For several years, beginning in 2020, cycling or walking up and down Avenida de Ceuta in Lisbon was part of my daily routine. It is one of the city's green corridors, an integral section of the fourth ring road of Lisbon, where three lanes in each direction are often not enough to accommodate the volume of traffic and the urgency of those passing through. There is a palpable sense of haste among drivers on the avenue, as if they are moving through a place that exists primarily as a transit route for entering or leaving the city. On Fridays, queues heading towards the 25 de Abril bridge stretch along the avenue, and pedestrians simply trying to cross it can find themselves stuck for long periods of time.
Yet beyond the trees, there is little to suggest the avenue is a green corridor at all. The pavements are uneven and incomplete, pedestrian crossings are scarce, and some bus stops remain isolated with no clear route leading to them. Between the volume of traffic and the difficulty of getting around on foot, the avenue remains above all a channel for the flow of vehicles.
What first led me to photograph Avenida de Ceuta were the barriers erected around the viaducts, where people gathered daily to use drugs by the roadside. Fences were installed, and other sheltered areas were filled with earth in an effort to prevent their use. As these areas were gradually sealed off, I began paying closer attention to the forest and the small stretch of Monsanto Forest Park that runs alongside much of the avenue. The people who had once remained near the viaducts moved into more secluded and dispersed areas of the forest, building makeshift shelters farther from the view of those passing by.
It is a landscape in constant transformation, where the trees mark the passage of the seasons. In spring and summer, dense vegetation conceals shelters and the people who inhabit them. In autumn and winter, when the leaves fall, they are revealed once again.

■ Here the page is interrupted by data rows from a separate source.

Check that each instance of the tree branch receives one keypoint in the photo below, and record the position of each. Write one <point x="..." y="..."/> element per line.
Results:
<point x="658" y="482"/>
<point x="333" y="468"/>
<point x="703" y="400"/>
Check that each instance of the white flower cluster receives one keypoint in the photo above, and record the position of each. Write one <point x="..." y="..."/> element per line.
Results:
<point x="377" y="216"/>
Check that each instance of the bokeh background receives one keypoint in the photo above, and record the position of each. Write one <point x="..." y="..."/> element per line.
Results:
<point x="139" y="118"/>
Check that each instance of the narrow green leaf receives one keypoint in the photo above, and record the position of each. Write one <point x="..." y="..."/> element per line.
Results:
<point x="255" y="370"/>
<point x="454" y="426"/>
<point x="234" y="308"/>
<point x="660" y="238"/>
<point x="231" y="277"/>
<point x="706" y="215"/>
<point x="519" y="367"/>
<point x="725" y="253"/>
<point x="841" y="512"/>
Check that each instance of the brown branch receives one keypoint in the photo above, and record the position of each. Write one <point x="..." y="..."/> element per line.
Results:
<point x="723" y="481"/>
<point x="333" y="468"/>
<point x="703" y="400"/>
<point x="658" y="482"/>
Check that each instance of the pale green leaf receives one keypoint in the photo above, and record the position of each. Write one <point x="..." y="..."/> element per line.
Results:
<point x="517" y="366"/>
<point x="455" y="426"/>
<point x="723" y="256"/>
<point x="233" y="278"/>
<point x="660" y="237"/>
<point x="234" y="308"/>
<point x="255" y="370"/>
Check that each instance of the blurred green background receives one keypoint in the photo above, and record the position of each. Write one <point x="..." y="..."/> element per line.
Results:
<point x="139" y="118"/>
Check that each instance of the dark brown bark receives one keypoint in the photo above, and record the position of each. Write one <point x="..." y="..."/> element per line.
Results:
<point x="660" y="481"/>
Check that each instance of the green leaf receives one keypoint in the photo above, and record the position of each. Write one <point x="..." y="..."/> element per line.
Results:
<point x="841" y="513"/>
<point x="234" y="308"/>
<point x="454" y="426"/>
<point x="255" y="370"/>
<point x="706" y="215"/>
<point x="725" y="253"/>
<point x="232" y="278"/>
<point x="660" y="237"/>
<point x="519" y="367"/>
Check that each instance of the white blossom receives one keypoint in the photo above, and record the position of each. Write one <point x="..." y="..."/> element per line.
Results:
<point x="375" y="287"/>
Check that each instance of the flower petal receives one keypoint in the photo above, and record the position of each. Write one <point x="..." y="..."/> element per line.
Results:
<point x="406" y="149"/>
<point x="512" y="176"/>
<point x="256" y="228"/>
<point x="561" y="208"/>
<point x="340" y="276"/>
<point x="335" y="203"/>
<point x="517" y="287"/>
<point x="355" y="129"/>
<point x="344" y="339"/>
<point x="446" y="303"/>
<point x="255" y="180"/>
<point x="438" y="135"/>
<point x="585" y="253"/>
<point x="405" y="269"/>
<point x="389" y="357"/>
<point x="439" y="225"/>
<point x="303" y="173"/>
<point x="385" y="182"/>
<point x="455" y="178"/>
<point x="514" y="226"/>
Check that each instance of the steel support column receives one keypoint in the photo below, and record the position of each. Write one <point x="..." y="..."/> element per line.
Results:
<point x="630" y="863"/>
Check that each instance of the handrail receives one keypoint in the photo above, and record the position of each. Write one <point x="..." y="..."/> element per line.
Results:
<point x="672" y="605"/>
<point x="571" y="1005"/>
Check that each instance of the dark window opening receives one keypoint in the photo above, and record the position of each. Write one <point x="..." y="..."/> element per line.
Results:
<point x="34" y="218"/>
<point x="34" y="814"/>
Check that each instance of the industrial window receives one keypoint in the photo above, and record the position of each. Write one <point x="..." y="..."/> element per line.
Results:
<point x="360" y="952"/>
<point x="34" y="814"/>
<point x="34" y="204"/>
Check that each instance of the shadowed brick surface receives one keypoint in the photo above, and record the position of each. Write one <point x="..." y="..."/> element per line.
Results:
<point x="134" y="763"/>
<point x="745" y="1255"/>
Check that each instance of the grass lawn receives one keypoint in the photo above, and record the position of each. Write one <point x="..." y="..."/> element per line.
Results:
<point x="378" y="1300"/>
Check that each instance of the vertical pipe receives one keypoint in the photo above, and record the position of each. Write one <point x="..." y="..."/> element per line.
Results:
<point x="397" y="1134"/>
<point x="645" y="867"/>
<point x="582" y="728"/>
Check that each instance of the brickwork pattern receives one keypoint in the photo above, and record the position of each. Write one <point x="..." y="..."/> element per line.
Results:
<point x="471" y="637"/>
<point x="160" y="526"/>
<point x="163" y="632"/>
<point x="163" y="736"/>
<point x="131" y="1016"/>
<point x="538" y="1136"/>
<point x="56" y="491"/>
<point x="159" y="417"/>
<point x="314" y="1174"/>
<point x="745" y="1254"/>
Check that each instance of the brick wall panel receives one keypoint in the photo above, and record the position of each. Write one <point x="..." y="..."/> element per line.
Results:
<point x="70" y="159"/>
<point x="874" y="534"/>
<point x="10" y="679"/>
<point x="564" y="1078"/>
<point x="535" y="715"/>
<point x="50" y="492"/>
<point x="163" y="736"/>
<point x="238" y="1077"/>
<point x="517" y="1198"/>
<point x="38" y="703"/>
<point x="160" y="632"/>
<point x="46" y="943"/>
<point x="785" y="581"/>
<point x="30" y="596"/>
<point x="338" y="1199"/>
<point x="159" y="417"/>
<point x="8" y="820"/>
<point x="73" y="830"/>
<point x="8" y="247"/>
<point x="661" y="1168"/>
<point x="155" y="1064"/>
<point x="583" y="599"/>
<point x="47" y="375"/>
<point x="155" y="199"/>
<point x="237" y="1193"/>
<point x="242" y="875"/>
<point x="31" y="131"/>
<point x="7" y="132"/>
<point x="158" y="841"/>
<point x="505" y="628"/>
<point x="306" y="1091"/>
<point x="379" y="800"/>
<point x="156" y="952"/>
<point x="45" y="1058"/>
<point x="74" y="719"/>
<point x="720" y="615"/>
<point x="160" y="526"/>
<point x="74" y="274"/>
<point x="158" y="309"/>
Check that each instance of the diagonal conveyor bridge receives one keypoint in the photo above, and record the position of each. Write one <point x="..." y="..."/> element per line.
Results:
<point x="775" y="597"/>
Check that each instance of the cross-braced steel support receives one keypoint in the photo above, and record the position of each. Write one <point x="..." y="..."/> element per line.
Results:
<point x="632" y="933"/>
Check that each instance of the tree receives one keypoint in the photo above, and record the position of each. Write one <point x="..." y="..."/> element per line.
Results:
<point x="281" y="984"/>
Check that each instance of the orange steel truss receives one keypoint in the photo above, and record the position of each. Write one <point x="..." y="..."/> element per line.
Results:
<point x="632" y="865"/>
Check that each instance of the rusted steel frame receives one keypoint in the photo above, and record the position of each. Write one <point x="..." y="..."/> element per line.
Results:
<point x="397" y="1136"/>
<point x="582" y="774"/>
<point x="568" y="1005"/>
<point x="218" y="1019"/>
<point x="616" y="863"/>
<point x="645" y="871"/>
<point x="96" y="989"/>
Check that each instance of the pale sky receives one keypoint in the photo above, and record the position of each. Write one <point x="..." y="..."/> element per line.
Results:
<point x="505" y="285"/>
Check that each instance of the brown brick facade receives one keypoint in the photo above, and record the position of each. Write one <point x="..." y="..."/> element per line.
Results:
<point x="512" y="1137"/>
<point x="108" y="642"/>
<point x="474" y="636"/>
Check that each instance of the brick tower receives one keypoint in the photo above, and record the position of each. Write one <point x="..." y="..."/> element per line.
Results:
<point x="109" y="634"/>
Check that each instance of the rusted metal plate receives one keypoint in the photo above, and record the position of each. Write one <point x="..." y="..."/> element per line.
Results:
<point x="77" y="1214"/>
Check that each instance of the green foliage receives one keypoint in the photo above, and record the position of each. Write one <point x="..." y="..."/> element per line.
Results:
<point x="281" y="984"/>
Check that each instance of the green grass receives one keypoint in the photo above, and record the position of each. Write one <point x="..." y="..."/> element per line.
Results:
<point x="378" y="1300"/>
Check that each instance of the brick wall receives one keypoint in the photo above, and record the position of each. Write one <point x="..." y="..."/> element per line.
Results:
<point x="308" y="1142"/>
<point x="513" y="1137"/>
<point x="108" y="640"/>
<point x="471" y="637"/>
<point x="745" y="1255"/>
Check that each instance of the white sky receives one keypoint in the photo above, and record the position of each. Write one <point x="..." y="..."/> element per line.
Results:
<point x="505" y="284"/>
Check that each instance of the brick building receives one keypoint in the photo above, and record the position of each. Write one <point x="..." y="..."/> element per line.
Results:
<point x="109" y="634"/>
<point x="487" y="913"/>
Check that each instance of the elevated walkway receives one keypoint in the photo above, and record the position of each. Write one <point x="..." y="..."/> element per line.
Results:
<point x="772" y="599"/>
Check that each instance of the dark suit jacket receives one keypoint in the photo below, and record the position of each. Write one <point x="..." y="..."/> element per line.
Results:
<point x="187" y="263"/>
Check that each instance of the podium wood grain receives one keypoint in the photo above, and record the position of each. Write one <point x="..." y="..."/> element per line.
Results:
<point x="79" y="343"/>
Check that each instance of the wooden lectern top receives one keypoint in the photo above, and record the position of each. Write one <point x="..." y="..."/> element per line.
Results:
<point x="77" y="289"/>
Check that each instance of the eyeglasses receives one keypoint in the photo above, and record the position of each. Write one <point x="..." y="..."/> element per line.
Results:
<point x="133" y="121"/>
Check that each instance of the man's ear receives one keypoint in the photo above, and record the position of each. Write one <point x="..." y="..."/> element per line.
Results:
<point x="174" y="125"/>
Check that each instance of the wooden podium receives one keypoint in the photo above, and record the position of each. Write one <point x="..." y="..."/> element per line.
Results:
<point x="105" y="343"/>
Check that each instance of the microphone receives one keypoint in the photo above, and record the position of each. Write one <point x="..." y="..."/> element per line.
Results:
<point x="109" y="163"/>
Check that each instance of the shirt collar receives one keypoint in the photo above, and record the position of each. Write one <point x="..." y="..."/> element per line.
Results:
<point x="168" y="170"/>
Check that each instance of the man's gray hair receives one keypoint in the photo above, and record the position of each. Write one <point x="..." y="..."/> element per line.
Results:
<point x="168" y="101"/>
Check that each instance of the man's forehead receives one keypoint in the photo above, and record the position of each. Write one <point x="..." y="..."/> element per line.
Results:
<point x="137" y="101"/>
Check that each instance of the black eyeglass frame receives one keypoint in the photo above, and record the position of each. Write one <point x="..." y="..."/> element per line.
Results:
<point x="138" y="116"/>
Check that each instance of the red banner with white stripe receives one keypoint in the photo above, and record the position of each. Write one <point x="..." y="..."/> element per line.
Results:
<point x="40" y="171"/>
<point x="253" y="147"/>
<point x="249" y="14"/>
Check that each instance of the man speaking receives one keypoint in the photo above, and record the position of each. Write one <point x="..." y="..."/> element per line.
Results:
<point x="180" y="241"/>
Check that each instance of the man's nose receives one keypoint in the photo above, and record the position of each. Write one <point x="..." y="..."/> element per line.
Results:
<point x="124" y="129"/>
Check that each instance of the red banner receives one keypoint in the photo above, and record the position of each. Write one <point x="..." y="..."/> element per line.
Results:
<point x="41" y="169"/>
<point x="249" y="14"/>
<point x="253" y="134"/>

Some improvised structures last for months, others only for days. The people remain, but the places they occupy are constantly shifting.
I continue to return to the avenue and photograph it, aware that there is still much to learn about it. More recently, the project has expanded into the three neighbourhoods built around it in the late twentieth century. I have spent increasing amounts of time with the people who live there, listening to their stories and gaining a deeper understanding of the area and its history.